Voilà bien où je me retrouve : devant l’impossibilité, fût-ce même me sachant courir droit à la mort ou à la démence, de m’abstraire de la tâche de conteur que je sais être la mienne dans la guerre qui fait rage. Matin, soir, nuit, aube, mes moments ne sont plus synonymes que des grands vents qui me poussent vers le gouffre que sera le récit s’ouvrant ici, tornade montant de l’abîme de nos esprits, soufflant depuis le fond des siècles, damnation si je faillis.

Pourtant, la tâche que représente cette narration est d’une ampleur telle qu’au moment de l’entreprendre, aujourd’hui comme à l’occasion de chacune de mes tentatives avortées, depuis plus de dix ans, chaque fois que je prends le crayon dans l’intention de l’accomplir, je me retrouve saisi d’étourdissements, ne sais plus ce qui devrait venir au début, au milieu ou à la fin ; n’arrive plus même à me convaincre de ce qu’une seule trame puisse un jour suffire à réunir tous ces fragments qui ne cessent – dès que je les considère – de sembler se multiplier, de prendre de nouveaux sens et de se recouper. Dès que je tente de me mettre à l’ouvrage, les mots fuient, les faits s’emmêlent, les souvenirs se fondent les uns aux autres jusqu’à ne plus former qu’un magma incommunicable.

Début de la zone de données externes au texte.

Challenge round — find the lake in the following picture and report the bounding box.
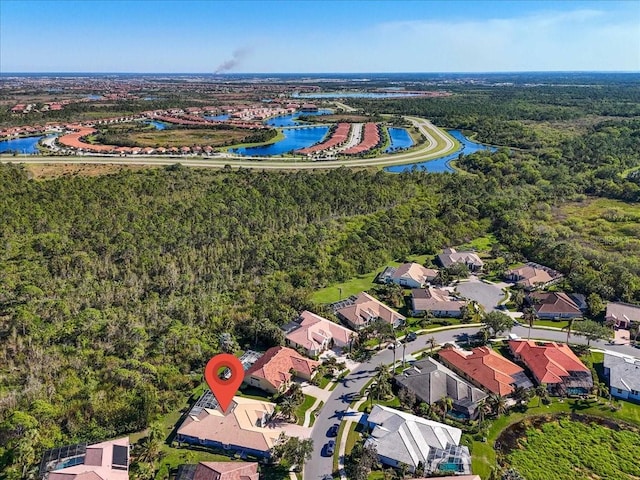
[384,127,413,153]
[291,92,422,98]
[229,125,329,157]
[385,130,497,173]
[266,108,333,127]
[0,135,44,154]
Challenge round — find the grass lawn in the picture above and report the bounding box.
[311,255,432,304]
[296,395,317,425]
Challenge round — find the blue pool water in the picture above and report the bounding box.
[0,135,44,154]
[385,130,497,173]
[147,120,169,130]
[384,127,413,153]
[229,126,329,157]
[204,113,231,122]
[266,108,333,127]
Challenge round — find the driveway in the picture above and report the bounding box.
[456,276,504,313]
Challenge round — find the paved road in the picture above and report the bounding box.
[456,276,504,312]
[0,117,454,170]
[304,327,640,480]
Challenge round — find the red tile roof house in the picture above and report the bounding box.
[527,292,582,320]
[244,347,320,394]
[604,302,640,329]
[411,287,467,318]
[509,340,593,396]
[336,292,407,330]
[285,310,354,357]
[41,437,129,480]
[176,462,260,480]
[438,347,533,397]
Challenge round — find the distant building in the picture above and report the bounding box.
[605,302,640,330]
[366,405,471,474]
[283,310,354,357]
[509,340,593,396]
[604,353,640,402]
[438,248,484,272]
[378,263,438,288]
[394,357,488,419]
[438,347,533,396]
[411,287,467,318]
[336,292,406,330]
[40,437,129,480]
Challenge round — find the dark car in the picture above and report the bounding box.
[327,440,336,456]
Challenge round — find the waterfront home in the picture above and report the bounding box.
[509,340,593,396]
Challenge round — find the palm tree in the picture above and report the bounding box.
[522,307,538,339]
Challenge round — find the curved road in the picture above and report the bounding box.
[0,117,455,170]
[304,326,640,480]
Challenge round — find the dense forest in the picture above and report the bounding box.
[0,82,640,478]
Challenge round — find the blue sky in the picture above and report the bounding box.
[0,0,640,73]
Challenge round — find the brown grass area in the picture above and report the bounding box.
[127,129,253,147]
[26,163,158,180]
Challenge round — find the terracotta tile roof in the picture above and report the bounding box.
[529,292,582,315]
[439,347,524,396]
[177,397,280,452]
[245,347,320,389]
[193,462,259,480]
[337,292,406,326]
[286,310,353,350]
[509,340,590,384]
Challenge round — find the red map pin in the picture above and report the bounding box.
[204,353,244,413]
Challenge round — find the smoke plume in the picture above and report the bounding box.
[214,48,250,73]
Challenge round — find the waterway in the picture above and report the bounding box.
[384,127,413,153]
[229,125,329,157]
[266,108,333,127]
[385,130,497,173]
[0,135,44,154]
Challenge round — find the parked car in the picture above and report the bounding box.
[327,440,336,456]
[404,332,418,342]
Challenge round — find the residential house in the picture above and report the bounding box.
[175,462,260,480]
[505,262,562,290]
[394,357,487,419]
[366,405,471,474]
[527,292,582,320]
[411,287,467,318]
[509,340,593,395]
[283,310,354,357]
[336,292,406,330]
[176,397,281,457]
[438,347,533,397]
[244,347,320,394]
[437,248,484,272]
[39,437,129,480]
[604,353,640,402]
[378,263,438,288]
[604,302,640,330]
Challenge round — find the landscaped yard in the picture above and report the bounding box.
[507,418,640,480]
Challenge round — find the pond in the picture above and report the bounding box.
[384,127,413,153]
[385,130,497,173]
[229,125,329,157]
[266,108,333,127]
[0,135,44,154]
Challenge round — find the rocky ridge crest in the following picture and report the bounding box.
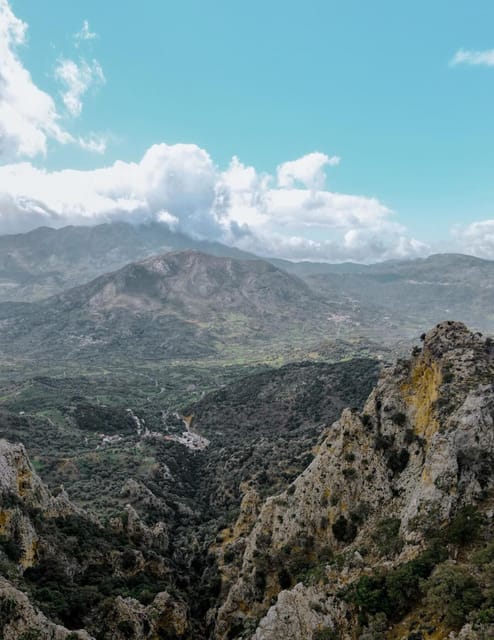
[215,322,494,640]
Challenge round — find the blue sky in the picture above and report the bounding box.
[0,0,494,260]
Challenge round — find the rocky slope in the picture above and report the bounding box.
[0,440,188,640]
[0,359,378,640]
[214,322,494,640]
[0,322,494,640]
[0,222,256,302]
[306,254,494,339]
[0,251,332,360]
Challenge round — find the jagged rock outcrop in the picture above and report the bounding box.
[0,577,94,640]
[215,322,494,640]
[0,440,189,640]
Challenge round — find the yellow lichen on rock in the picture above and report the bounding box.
[17,468,32,498]
[20,540,38,569]
[0,511,12,535]
[401,355,442,440]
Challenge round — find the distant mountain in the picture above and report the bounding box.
[0,222,256,301]
[304,254,494,338]
[0,251,330,360]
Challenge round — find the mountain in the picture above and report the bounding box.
[0,222,256,302]
[304,254,494,340]
[0,251,331,361]
[0,360,377,640]
[214,322,494,640]
[0,321,494,640]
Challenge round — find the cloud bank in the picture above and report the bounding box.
[8,0,494,262]
[0,0,104,162]
[450,49,494,67]
[0,144,427,261]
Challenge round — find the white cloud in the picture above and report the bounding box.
[74,20,98,46]
[77,134,107,154]
[0,144,427,261]
[0,0,104,162]
[453,220,494,260]
[277,152,340,189]
[55,59,105,116]
[450,49,494,67]
[0,0,73,161]
[0,0,427,261]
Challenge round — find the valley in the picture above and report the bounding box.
[0,225,494,640]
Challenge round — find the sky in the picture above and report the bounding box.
[0,0,494,262]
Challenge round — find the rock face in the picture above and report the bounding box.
[0,440,189,640]
[215,322,494,640]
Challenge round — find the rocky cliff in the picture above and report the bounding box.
[0,440,188,640]
[214,322,494,640]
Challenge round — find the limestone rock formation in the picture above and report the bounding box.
[215,322,494,640]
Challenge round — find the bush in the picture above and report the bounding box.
[427,564,483,629]
[331,515,357,542]
[391,411,407,427]
[445,505,484,545]
[312,627,340,640]
[371,518,403,557]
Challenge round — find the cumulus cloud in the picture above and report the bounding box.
[277,151,340,189]
[0,0,105,162]
[0,0,74,161]
[55,59,105,117]
[450,49,494,67]
[453,220,494,260]
[0,0,428,261]
[0,144,427,261]
[74,20,98,47]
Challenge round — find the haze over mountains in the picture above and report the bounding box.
[0,223,494,640]
[0,223,494,368]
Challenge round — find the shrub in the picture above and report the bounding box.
[391,411,407,427]
[445,505,484,545]
[371,518,403,556]
[312,627,339,640]
[427,564,483,629]
[331,515,357,542]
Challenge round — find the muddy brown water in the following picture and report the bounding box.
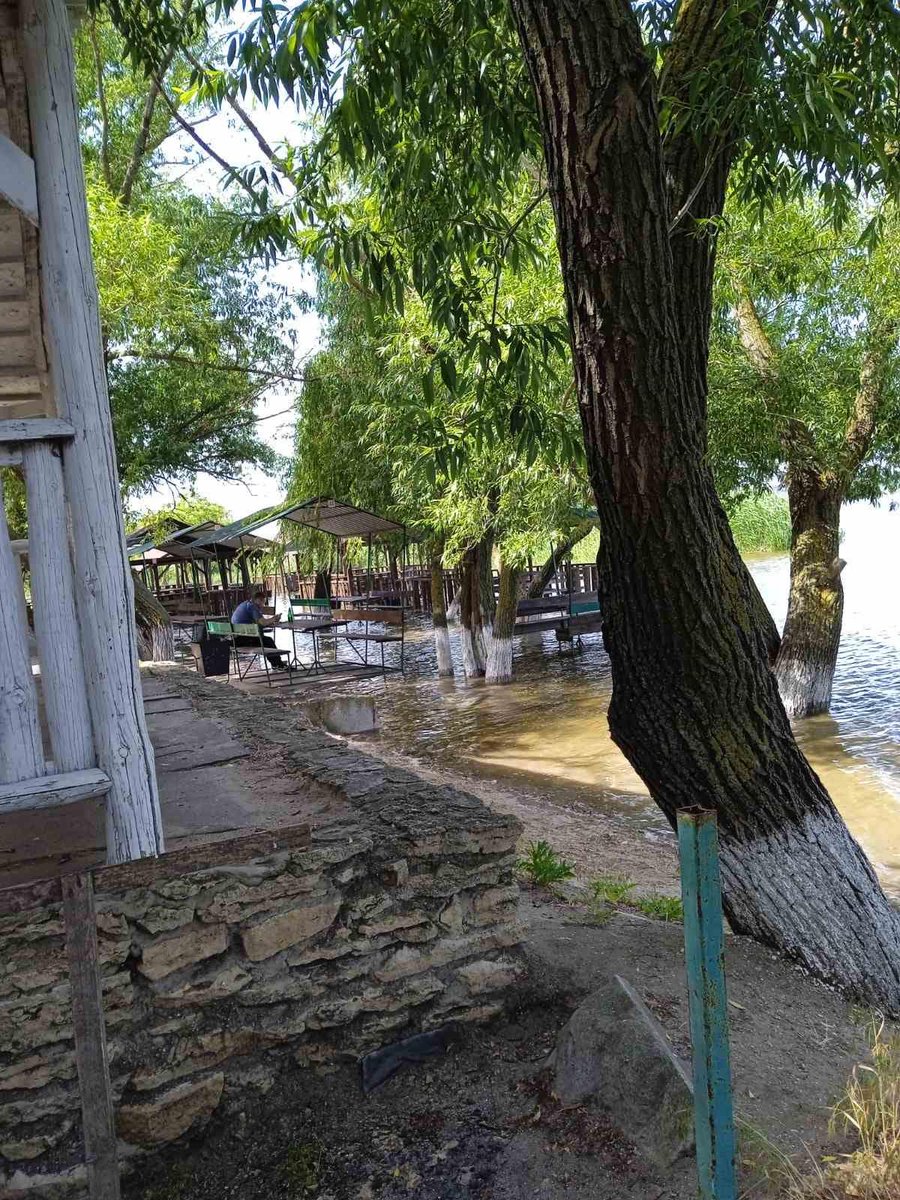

Ceux qui me lient à Clarence, d’abord, bien sûr, et aux trésors de souvenirs ayant trait à mon amour pour lui, cet amour qui, depuis que Clarence lui-même a disparu, ne fait que continuer de croître alors que de son vivant déjà il passait les limites de tout ce que j’avais cru pouvoir connaître un jour. Et puis les Échos, comme je les ai surnommés, toutes ces images acérées, coupantes et glaciales comme le fer, acides, brûlantes, qui jaillissent en flots ininterrompus, de dizaines d’individus aux prises avec des défis semblables au mien mais privés, eux, de nombre d’informations capitales qu’il semble bien que je sois seul à détenir – toutes ces visions d’êtres éperdus, égarés dans des régions du monde qui les écraseront à coup sûr si je ne parviens pas à leur communiquer ce que je sais et qui pourrait les éclairer. Et encore, les quatre Voyages ; Skibal ; Nezz ; Gaâr ; le Docteur ; Steve ; Madame Tchernik et sa bru ; le Vieil Homme des Cornouailles ; le Marabout et les Mages ; le Général Gorgone ; les Tomotos ; Donald, Alan et Keith ; les Russes ; la Couleur des Mondes ; les Elvions et les Tarques ; tous les récits du Livre des Batailles. La liste s’allonge chaque fois que je tente de la coucher par écrit. Et je ne sais quel élément, dans cet écheveau inextricable, choisir de présenter d’abord si je veux lui donner une forme intelligible, si peu soit-ce.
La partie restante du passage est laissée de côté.